Greece’s international lenders and the International Monetary Fund (IMF) are set to finalize measures that the country must undertake to be eligible for its next financial bailout. The Monday meeting will also assess if Greece has delivered on the reforms it had promised as part of the third bailout agreement in August last year.
The bailout hinges on Monday’s first quarterly review by the IMF, which is yet to formally sign off on the deal. While the European Union (EU) and IMF argue over how much more Athens needs to cut in terms of public spending, a group of lender countries led by Germany have reportedly said they cannot release the bailout funds without the IMF's participation.
"Contacts over the past days have led to a situation where it seems reasonable to assume that the review mission, including the mission heads, might be able to go to Athens in the coming week, to be confirmed tomorrow," one official close to the lenders told Reuters.
Under the terms of the deal struck in August, Greece must adopt reforms that will produce a primary budget surplus of 3.5 percent of economic output by 2018. However, disputes have erupted in the past few weeks over what Athens needs do to achieve the surplus, which is defined as a country’s net of revenues and expenses, without counting debt payments.
According to reports, IMF has said that many of the measures agreed to between Greece and its lenders in August are vague and that the pension reform planned by Tsipras’ leftist government was insufficient. Greece's lenders require it to introduce additional fiscal measures amounting to 2 billion to 2.5 billion euros ($2.2 billion to $2.75 billion) for the 2016-2018 period to complete the evaluation.
If the evaluation results in a positive outcome, the European Central Bank (ECB), the European Stability Mechanism and the European Commission would disperse the next tranche of Greece’s bailout funds, which amount to 5.7 billion euros ($6.27 billion).
Greece’s international creditors — the EU, ECB and IMF — completed a first phase of the review nearly a month ago, but progress reportedly stalled over differences between the lender nations and the IMF over details of the politically difficult pension cuts.

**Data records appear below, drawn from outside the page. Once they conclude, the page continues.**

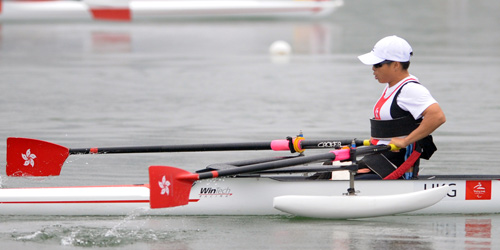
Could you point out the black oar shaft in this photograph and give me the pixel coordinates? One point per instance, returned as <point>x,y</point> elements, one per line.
<point>175,148</point>
<point>267,165</point>
<point>292,162</point>
<point>304,144</point>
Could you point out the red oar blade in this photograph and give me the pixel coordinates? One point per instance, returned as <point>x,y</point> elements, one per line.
<point>31,157</point>
<point>169,186</point>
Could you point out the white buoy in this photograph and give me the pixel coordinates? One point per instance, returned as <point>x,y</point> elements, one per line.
<point>280,48</point>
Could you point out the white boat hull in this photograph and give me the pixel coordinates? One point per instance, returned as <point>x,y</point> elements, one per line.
<point>147,9</point>
<point>356,206</point>
<point>243,196</point>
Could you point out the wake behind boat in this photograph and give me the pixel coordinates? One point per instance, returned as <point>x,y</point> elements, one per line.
<point>127,10</point>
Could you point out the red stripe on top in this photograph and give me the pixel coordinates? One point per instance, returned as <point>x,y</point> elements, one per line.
<point>112,14</point>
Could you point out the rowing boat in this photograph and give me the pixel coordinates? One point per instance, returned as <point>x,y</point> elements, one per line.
<point>268,186</point>
<point>126,10</point>
<point>251,195</point>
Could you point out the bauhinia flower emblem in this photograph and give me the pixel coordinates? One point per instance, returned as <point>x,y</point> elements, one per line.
<point>29,158</point>
<point>164,184</point>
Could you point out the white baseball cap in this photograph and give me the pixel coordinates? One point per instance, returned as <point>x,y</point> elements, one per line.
<point>392,48</point>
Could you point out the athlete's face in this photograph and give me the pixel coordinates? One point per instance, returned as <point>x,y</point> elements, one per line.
<point>383,71</point>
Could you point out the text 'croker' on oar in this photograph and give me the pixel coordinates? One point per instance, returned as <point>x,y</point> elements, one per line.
<point>171,186</point>
<point>32,157</point>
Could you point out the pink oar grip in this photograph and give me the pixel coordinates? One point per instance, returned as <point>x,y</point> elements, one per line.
<point>280,145</point>
<point>342,154</point>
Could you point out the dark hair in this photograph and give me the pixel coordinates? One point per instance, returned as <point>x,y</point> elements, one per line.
<point>405,65</point>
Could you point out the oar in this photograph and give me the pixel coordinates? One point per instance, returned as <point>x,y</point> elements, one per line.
<point>170,186</point>
<point>32,157</point>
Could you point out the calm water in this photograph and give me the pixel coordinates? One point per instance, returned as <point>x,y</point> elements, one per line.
<point>83,84</point>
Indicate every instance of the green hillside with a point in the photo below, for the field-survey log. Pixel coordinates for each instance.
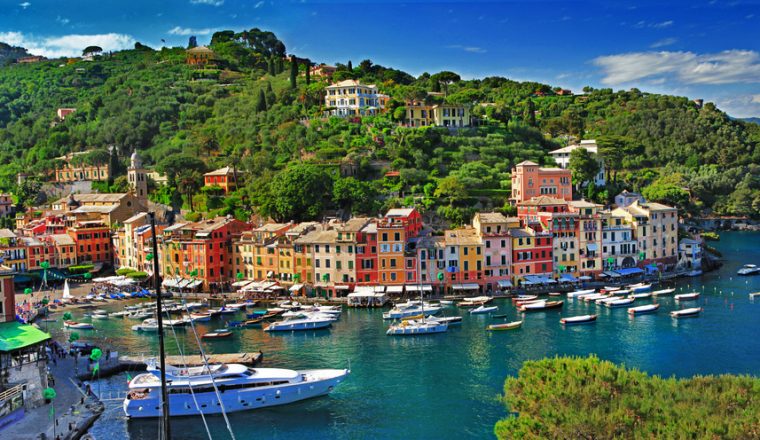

On Sunday, Greek Prime Minister Alexis Tsipras accused the IMF of using “arbitrary” estimates to hold up a reforms review crucial to the country’s economic recovery.
Tsipras, who has also accused the IMF of using "stalling tactics" and having “unrealistic expectations” and “unrevised and erroneous calculations,” sounded confident about the outcome of Monday’s negotiations, Ary News, a local news network, reported.
“For the first time, there is substantial convergence … between the Greek side and European institutions … Greece and the EU now see eye to eye on the pace of reforms, the state of the 2016 budget and fiscal requirements to 2018,” Tsipras reportedly said Sunday.